On Biasing Transformer Attention Towards Monotonicity
This work addresses the challenge of improving monotonic alignment in NLP tasks like grapheme-to-phoneme conversion, but it is incremental as it builds on existing methods with specialized attention functions.
The authors tackled the problem of encouraging monotonic attention behavior in sequence-to-sequence tasks by introducing a monotonicity loss function compatible with standard attention mechanisms, achieving largely monotonic behavior with mixed performance results including larger gains over RNN baselines but limited benefits for transformer multihead attention.
Many sequence-to-sequence tasks in natural language processing are roughly monotonic in the alignment between source and target sequence, and previous work has facilitated or enforced learning of monotonic attention behavior via specialized attention functions or pretraining.

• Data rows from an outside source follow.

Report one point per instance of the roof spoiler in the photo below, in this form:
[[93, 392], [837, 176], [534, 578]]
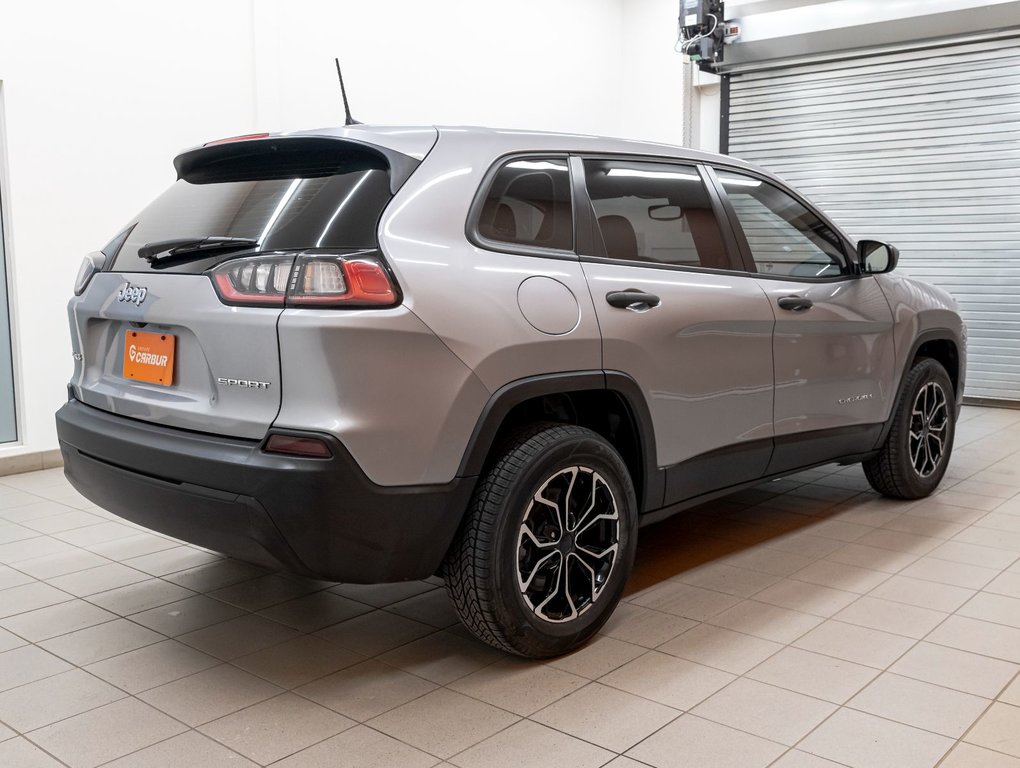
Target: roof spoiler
[[263, 158]]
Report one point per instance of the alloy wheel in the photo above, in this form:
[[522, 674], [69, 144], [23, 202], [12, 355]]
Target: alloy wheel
[[567, 544], [928, 423]]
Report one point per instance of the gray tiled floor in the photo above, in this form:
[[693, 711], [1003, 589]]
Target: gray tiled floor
[[804, 623]]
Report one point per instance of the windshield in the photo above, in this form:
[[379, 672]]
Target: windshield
[[334, 211]]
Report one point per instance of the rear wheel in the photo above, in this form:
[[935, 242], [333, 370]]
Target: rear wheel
[[548, 544], [914, 457]]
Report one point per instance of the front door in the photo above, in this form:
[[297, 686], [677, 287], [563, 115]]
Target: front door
[[833, 349]]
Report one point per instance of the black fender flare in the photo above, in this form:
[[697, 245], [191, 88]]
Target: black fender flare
[[935, 335], [510, 395]]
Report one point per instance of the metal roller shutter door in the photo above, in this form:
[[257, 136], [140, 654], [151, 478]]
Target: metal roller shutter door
[[920, 148]]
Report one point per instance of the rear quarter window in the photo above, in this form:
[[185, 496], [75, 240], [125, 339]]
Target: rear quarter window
[[528, 204]]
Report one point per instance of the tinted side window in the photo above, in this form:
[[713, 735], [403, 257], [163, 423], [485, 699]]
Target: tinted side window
[[784, 237], [657, 212], [528, 204]]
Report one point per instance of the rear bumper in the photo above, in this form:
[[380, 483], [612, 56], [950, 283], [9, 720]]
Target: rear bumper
[[318, 517]]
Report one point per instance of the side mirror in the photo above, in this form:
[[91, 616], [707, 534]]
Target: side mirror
[[876, 257]]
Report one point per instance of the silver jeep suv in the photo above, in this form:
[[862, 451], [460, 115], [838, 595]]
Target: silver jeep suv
[[375, 354]]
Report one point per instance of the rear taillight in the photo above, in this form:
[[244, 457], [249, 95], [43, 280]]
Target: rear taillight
[[308, 279]]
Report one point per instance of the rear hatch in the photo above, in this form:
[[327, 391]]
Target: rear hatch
[[156, 339]]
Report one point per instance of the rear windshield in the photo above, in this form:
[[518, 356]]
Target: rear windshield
[[334, 211]]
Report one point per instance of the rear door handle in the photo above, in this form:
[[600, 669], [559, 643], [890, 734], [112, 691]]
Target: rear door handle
[[639, 301], [796, 303]]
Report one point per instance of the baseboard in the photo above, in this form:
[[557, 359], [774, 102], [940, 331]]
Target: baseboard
[[30, 462]]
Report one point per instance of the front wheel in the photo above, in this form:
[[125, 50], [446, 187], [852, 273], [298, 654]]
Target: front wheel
[[548, 543], [913, 459]]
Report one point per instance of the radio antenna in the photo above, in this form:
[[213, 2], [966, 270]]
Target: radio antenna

In this work, we introduce a monotonicity loss function that is compatible with standard attention mechanisms and test it on several sequence-to-sequence tasks: grapheme-to-phoneme conversion, morphological inflection, transliteration, and dialect normalization. Experiments show that we can achieve largely monotonic behavior. Performance is mixed, with larger gains on top of RNN baselines. General monotonicity does not benefit transformer multihead attention, however, we see isolated improvements when only a subset of heads is biased towards monotonic behavior.